After an American customer comes to their service desk in need of help, the public office decides to avoid further embarrassment over their lack of English by sending one of their colleagues on a course to learn. Mousy employee Yeong-Joo (Lee Na-Young) is press-ganged into attending college to get to grips with the language and, with great reluctance, she attends the class packed with Koreans with their own motives for learning. Among them is oily charmer Moon-su who uses his nascent English skills to spew out corny one-liners to the attractive teacher Catherine.

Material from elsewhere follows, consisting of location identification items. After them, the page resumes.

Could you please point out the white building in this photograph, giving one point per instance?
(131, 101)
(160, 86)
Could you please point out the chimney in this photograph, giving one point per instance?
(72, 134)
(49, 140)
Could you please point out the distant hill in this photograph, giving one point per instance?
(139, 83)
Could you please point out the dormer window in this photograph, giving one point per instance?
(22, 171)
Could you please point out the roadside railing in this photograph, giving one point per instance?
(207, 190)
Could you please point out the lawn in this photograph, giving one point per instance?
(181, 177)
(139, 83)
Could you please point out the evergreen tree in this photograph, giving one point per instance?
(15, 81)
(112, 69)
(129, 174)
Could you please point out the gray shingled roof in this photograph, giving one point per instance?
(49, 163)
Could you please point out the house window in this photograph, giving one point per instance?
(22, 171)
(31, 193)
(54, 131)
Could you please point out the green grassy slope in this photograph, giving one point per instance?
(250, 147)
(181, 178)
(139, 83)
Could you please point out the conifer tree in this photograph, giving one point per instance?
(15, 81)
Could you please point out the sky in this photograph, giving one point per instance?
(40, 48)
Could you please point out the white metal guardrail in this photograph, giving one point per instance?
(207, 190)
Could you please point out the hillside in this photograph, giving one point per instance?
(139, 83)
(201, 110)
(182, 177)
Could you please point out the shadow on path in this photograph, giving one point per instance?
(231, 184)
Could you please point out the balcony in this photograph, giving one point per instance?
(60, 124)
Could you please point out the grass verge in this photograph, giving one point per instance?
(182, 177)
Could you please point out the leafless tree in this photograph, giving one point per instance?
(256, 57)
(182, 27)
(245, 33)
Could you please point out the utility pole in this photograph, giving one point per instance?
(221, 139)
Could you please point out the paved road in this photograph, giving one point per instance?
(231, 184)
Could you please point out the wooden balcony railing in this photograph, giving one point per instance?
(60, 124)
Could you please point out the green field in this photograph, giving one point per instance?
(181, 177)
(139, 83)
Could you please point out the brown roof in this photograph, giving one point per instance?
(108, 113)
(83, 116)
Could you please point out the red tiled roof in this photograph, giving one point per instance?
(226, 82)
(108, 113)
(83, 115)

Yeong-Joo is coupled with Moon-su as her study partner and both are given English names to help the learn: the former is now Candy while the latter is given the moniker Elvis by Catherine.
As the weeks pass, the various students reveal their desires to learn the language while ‘Candy’ begins to focus her attention on ‘Elvis’, whose cheesy pizazz hides a much deeper character. Meanwhile the teacher is struggling with her charges and becomes good friends with Candy – relying on her support for self-confidence. Catherine, in turn, is slowly contriving more opportunities for Candy and Elvis to be together, but the plans seem to be continually rebuffed until one particular weekend.
It seems that two things are universal, as applicable in Korea as it is in the UK. Firstly, when learning a foreign language, all students get saddled with new names that are intended to help them feel fully immersed in the culture. When learning French, I still have strong memories of being given ‘Alain’ as a new identity – thankfully I avoided Bruno which was given to some other poor sap. The second thing that never changes is the idea of taking a beautiful actress, sticking a pair of dreadful Deirdre Barlow-spectacles on her and thinking this turns her into a undervalued, hopelessly unattractive protagonist. Of course as with all other films that try this, it is apparent to anyone who has successfully passed puberty that it doesn’t really work; the beautiful Lee Na-Young would probably be charming dressed as Ronald MacDonald with a welder’s mask on. ‘Please Teach Me English’ is so effortlessly delightful that this simple fact is easy to ignore and the strengths of Kim Sung-Su’s film far outweigh the weaknesses.
As a combination of rom-com and familiar tale of a motley crew learning something completely new (i.e, dancing, swimming, pot-holing, splitting the atom), ‘Please Teach Me English’ is surprisingly successful. The first twenty minutes are filmed with an overtly wacky style – fine for this short time, but not something to sit through for nearly two hours. Yet this blossoms into moments of under-stated humour and unexpected pathos, aided by a commendable cast. Lee Na-Young is deliciously dorky as ‘Candy’ while Jang Hyuk excels with a character who is initially laughable, though develops into quite the leading man by the end. A special mention should go to Angela Kelly, the entrancing teacher Catherine who has to give a good performance in Korean as well as her mother tongue. When Eastern films rely on Western acting talent, the results haven’t always been encouraging, but Kelly is more than just a foreigner shoe-horned into the cast. She proves to be important to the narrative and vital to the productions charisma.
Eventually, ‘Please Teach Me English’ succumbs to that constant threat of not knowing when or how to end. Thus the unnecessary two hour running time which needlessly extends the expected into the frustrating. Yet, though it toys with our patience, this is the kind of rom-com that leaves you with a gormless grin on your face after it ends. Genuinely romantic and laugh-out-loud funny (and how many rom-coms can you really say that about?), Kim Sung-Su’s hit film will go down as one of Korea’s better genre offerings. Given the skill their film-makers show with an often maligned genre, that is high praise indeed.